Calling the announcement "tremendous news", the UK Government’s Chief Scientific Adviser, Sir Patrick Vallance, said that dexamethasone is the first drug to reduce mortality from Covid-19. The researchers tested the drug on 2,104 patients, who received a single six mg dose for ten days. Their progress was then compared with 4,321 patients in the control arm. Their results showed that therapy could prevent one death for every eight ventilated patients, and one for every 25 patients requiring oxygen alone. However, dexamethasone did not appear to benefit patients with milder symptoms.
"Dexamethasone is the first drug to be shown to improve survival in Covid-19. This is an extremely welcome result. The survival benefit is clear and large in those patients who are sick enough to require oxygen treatment, so dexamethasone should now become standard of care in these patients," Peter Horby, Professor of Emerging Infectious Diseases in the Nuffield Department of Medicine, University of Oxford, and one of the Chief Investigators for the trial, said in a statement.

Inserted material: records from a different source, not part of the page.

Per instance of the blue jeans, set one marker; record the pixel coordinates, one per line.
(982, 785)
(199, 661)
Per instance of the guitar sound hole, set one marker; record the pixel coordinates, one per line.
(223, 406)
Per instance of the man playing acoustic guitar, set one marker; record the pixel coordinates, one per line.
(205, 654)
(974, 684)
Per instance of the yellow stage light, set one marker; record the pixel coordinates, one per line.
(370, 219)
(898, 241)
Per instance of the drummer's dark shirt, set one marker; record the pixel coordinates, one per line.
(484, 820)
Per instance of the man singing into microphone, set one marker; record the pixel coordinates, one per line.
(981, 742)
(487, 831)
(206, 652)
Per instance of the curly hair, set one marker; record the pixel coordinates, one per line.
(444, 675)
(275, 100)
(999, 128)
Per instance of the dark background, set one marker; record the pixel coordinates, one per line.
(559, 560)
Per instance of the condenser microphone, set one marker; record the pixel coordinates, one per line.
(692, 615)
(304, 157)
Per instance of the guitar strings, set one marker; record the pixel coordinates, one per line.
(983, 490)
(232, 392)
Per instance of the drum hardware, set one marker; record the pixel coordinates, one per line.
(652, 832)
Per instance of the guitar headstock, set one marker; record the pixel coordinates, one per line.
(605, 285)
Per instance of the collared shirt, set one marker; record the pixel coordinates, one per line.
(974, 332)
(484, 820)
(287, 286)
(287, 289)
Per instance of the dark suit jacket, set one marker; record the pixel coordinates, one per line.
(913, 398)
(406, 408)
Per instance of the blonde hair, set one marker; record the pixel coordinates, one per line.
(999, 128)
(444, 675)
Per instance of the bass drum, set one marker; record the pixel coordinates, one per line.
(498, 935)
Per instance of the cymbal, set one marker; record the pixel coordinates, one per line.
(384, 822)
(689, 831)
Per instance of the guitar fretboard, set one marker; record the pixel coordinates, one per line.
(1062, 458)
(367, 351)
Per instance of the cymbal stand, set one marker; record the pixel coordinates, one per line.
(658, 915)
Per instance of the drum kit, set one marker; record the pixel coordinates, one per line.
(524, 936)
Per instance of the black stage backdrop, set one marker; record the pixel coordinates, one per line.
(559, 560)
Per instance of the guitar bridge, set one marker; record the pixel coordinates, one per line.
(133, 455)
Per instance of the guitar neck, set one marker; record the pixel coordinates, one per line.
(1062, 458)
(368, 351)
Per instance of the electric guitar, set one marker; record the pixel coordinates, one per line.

Reacting to the development, surgeon, writer, and public health researcher, Atul Gawande tweeted, saying it was unacceptable to "tout study results by press release without releasing the paper." Dr Suraj Saggar, chief of infectious disease at Holy Name Hospital in Teaneck, New Jersey, told NBC News, "I really would like to see the article itself and go through the statistics. When you apply therapies like this to a large number of patients, I want to be certain that there is a therapeutic effect and no adverse effects."
How does dexamethasone help?
An infection with Covid-19 could over-activate the immune system, spelling trouble for patients. In severe disease, inflammation and clotting seem to lead to lung injury, Dr Bhadelia explained. So steroids may help because they tamp down the immune response. But earlier trials on steroids have shown mixed results. What is more, these drugs may lead to secondary bacterial infections and increase the viral load, fear a few experts. To put all doubts to rest, Dr Bhadelia urged the investigators to release their data as soon as possible.
The RECOVERY trial is evaluating a few potential drugs: anti-HIV Lopinavir-Ritonavir, antimalarial Hydroxychloroquine, antibiotic Azithromycin, anti-inflammatory Tocilizumab, and plasma therapy. Over 11,500 patients are a part of the study.